While last fall's hurricanes have largely slipped from the daily headlines, Sheehan said there is still plenty of work to be done, particularly in Puerto Rico. When it made landfall Sept. 20, Hurricane Maria destroyed the island's power grid, demolished countless homes and crippled the road infrastructure.
Gordon arrived in Puerto Rico on Nov. 11 and has spent much of his time helping to distribute food, water and other supplies around the island. More than seven weeks later, debris is still scattered everywhere, but the roads are clearer and more of the island is regaining electricity, said Gordon, who is based in San Juan.
"We are constantly finding new people," said Gordon, who lived in West Paris and worked as a carpenter before volunteering with the Red Cross. "This island isn't that big, but there are a lot of people who still need help."
Fraser, the South Portland social worker, is a member of a "condolence care team" that helps people who lost loved ones during the hurricane or in its aftermath.
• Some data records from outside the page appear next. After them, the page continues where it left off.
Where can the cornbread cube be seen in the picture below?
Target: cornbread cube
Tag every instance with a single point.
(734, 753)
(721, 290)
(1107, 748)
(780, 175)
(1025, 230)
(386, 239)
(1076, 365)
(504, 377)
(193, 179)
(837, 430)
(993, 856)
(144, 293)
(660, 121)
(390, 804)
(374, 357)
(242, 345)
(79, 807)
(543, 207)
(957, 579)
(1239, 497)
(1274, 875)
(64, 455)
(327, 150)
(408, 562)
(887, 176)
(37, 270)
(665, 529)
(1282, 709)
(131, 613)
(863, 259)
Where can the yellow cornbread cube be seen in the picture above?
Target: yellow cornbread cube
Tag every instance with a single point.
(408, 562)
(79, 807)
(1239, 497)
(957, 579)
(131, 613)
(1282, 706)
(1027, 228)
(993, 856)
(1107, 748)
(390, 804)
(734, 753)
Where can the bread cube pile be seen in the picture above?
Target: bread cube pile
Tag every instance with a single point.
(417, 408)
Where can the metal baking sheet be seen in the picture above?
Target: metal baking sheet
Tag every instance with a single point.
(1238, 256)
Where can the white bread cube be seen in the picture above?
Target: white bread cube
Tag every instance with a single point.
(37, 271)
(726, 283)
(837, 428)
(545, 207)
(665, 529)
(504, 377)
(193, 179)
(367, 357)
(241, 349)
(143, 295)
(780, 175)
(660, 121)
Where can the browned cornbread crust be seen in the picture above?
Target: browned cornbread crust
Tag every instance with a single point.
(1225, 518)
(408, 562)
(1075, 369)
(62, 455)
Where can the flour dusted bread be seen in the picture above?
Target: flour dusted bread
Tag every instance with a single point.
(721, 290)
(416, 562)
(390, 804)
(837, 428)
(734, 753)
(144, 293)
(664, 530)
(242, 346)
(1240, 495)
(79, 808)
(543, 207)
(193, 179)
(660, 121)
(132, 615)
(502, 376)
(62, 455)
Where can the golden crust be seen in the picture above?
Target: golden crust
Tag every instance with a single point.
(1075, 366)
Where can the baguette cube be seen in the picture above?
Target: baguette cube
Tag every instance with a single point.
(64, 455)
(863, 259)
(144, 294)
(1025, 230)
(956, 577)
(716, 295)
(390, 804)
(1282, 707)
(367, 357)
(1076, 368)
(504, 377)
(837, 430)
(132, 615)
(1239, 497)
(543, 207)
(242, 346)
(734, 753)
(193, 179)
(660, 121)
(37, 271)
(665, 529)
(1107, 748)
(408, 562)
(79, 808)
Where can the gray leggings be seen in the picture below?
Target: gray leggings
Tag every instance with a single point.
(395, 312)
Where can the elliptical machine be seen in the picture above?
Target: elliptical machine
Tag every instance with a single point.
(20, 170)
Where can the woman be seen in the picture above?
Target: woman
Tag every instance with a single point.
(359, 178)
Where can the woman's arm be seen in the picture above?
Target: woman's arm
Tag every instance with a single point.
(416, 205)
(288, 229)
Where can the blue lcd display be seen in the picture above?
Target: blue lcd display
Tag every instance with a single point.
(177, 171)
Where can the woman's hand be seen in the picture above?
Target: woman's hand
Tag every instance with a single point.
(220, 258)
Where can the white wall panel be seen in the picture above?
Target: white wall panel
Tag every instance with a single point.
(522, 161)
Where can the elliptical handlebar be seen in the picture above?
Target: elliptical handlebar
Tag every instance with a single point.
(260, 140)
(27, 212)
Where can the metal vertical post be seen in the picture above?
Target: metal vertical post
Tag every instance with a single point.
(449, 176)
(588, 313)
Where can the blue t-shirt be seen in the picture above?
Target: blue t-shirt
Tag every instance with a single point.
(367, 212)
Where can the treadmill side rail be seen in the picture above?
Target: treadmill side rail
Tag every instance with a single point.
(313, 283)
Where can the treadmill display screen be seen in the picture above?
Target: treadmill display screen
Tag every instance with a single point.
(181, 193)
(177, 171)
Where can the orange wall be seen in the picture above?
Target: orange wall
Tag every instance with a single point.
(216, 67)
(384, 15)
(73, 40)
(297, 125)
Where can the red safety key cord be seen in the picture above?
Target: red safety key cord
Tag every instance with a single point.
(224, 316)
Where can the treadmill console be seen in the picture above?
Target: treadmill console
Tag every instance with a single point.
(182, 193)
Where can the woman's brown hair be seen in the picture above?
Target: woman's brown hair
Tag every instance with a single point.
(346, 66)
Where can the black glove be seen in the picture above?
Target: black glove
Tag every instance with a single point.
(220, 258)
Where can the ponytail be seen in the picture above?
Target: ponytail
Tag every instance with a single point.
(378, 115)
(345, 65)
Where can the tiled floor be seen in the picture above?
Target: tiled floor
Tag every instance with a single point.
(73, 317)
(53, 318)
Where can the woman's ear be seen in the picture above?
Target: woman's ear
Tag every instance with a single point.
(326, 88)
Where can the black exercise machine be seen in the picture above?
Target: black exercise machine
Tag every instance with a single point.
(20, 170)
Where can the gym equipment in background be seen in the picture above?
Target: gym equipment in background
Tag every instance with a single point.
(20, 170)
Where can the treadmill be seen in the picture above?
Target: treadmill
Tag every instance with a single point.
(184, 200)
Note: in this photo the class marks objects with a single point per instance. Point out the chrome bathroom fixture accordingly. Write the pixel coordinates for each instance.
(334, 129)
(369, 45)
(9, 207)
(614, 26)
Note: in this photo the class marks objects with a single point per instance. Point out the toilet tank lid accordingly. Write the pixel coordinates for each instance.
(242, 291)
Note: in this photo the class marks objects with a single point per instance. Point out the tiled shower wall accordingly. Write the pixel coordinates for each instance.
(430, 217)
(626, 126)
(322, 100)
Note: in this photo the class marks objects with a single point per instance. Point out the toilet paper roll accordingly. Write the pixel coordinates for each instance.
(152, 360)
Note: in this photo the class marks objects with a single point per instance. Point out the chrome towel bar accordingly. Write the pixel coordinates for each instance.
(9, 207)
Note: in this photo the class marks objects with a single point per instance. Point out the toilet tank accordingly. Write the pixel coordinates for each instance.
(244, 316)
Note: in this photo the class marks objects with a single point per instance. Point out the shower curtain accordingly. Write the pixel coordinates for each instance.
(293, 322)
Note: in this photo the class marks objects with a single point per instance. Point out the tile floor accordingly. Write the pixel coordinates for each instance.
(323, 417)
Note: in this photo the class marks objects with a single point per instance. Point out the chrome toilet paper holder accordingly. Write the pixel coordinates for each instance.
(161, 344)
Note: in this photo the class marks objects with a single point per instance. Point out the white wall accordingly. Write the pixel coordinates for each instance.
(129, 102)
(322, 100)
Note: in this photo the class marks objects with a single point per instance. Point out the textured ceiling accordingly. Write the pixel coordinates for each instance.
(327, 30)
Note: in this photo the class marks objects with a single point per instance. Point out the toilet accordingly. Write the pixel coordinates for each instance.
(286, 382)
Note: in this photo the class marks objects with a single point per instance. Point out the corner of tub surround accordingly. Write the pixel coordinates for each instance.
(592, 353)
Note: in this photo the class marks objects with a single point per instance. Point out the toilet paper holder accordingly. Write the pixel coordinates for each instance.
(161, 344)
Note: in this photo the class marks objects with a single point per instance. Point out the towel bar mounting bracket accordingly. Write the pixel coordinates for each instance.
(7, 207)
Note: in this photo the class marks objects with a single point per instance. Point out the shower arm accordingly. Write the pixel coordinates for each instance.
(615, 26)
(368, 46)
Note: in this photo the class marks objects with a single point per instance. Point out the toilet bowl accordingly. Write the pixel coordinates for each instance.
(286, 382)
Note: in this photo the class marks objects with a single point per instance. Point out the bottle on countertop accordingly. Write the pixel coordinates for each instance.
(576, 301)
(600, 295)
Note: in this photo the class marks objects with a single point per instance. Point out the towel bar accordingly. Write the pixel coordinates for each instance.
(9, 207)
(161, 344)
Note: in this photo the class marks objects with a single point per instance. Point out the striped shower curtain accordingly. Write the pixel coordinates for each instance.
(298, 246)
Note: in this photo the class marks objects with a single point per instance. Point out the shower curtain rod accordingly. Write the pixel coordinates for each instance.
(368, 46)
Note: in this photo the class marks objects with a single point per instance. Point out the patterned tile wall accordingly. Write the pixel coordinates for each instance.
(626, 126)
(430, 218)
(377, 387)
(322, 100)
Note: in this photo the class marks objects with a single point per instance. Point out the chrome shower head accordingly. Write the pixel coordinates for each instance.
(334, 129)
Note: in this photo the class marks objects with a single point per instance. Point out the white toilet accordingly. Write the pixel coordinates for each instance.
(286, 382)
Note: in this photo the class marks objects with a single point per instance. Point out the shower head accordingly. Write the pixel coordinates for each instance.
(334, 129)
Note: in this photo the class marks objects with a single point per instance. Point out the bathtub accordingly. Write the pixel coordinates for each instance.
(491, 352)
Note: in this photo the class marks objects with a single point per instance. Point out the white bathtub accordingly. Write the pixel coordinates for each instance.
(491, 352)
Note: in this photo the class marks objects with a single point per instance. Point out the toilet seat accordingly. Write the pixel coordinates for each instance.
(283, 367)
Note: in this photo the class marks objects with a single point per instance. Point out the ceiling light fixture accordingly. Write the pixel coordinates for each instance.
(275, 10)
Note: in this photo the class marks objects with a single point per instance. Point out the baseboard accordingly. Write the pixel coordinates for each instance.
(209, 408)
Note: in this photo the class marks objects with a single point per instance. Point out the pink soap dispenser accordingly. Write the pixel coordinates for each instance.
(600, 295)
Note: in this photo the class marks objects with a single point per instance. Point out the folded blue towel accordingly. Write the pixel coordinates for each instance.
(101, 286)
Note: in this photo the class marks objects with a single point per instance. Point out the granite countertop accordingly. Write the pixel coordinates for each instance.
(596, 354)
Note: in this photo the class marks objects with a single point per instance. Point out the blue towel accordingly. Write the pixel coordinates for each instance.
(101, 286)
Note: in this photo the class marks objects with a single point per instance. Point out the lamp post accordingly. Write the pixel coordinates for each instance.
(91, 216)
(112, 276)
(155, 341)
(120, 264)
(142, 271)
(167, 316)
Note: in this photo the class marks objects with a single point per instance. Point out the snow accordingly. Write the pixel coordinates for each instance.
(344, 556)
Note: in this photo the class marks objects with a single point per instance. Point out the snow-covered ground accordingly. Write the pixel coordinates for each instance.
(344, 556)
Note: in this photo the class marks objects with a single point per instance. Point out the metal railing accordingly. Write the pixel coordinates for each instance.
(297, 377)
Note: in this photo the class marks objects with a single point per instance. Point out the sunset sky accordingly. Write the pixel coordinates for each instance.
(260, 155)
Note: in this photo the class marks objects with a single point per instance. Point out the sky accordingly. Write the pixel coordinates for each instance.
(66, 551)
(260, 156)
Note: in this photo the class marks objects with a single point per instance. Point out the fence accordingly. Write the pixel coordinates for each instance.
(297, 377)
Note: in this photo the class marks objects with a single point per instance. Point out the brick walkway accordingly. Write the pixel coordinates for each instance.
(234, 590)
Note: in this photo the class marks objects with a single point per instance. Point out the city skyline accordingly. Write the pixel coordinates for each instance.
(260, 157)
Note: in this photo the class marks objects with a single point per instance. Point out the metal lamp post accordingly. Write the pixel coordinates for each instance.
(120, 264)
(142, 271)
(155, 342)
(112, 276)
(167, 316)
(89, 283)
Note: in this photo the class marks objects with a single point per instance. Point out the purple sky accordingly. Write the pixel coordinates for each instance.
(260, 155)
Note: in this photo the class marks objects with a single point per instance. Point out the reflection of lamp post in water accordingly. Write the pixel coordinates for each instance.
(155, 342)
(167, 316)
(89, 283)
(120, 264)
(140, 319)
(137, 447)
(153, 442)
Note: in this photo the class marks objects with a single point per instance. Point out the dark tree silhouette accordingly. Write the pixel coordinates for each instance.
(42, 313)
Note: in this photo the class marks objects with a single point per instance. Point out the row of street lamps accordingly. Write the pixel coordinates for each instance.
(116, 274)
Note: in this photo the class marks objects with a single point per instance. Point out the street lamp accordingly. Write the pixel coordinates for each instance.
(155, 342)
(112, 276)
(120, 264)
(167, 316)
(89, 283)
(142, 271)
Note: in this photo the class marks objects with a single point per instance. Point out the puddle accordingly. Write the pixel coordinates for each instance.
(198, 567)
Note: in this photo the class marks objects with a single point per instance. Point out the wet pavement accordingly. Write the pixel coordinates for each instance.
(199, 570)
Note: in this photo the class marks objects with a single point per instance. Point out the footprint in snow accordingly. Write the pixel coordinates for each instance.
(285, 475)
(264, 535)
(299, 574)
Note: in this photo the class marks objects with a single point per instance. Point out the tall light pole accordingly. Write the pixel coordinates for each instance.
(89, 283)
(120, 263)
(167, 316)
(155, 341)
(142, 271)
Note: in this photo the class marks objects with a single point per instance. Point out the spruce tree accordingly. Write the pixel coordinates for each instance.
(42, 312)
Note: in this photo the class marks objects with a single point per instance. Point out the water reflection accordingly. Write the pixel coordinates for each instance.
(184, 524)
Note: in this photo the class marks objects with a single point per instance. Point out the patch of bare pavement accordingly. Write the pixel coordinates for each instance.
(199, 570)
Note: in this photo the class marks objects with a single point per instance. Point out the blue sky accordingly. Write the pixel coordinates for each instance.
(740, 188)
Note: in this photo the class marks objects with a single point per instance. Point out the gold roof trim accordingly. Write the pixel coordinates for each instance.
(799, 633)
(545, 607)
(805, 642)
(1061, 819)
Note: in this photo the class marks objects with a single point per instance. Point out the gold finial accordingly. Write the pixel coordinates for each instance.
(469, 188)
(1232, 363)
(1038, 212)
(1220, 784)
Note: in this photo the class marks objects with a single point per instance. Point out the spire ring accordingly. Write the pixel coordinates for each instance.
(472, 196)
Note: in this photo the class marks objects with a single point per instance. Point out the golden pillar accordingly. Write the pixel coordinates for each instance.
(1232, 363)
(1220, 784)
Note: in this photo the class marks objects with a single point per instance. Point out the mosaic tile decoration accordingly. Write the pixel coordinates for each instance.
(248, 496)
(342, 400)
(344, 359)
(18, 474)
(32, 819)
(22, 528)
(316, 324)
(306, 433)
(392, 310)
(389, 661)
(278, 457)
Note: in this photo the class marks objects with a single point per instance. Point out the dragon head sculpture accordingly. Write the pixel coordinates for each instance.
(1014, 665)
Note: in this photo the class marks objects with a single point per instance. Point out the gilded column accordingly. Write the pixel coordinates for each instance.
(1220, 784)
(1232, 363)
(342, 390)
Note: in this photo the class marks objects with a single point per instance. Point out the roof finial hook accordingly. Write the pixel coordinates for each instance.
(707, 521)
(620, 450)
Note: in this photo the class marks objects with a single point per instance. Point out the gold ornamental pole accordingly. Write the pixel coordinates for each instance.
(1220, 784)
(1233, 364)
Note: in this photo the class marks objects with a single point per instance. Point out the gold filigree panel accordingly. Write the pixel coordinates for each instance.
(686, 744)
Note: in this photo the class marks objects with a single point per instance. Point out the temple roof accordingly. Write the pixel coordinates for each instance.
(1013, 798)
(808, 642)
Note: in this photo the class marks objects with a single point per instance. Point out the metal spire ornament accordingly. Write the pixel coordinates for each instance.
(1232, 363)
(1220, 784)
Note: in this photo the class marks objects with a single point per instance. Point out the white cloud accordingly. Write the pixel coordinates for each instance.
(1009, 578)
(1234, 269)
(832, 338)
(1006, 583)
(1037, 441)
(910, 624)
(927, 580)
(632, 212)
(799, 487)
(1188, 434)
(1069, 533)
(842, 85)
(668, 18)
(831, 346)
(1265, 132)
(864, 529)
Working with local funeral homes, the four-person team offers immediate counseling, health care and spiritual assistance to individuals or families struggling with a recent death.
Like Gordon, Fraser had not deployed as a volunteer before this year. But Fraser, who is a mental health counselor for Pathways of Maine in Scarborough, said the experience in Puerto Rico has been challenging yet rewarding.
"I saw what was going on down here and I thought, 'Oh my God, I wish I could do more,' " said Fraser, who was given time off from her job to go to Puerto Rico. "People are so grateful and kind. I feel fortunate to be here."
Sheehan, the Red Cross officer, also deployed twice in the fall, first to Georgia after Hurricane Irma and then to Puerto Rico. While the initial disaster work primarily focused on meeting local residents' immediate needs — especially clean water and food — the work is now transitioning more to the "recovery" phase.
As an example, Sheehan said he was involved with distributing durable, gravity-fed water filtration systems so that island residents could spend more time beginning to rebuild their homes or returning to work rather than waiting hours for water deliveries.
"We are always looking for more people, but at this point we are not running those rapid-deployment boot camps," Sheehan said.
Throughout the busy deployment season, the Maine Red Cross continued to offer assistance after local disasters, such as when fire destroys a family's home.
For his part, Gordon said he was enjoying his newfound status as a long-term volunteer in Puerto Rico. He joked that the work comes with a six-figure salary, but "sadly, they are all zeros."
"These people are amazing," he said of inhabitants of the U.S. territory. "Their culture is beautiful, and they put such value on family."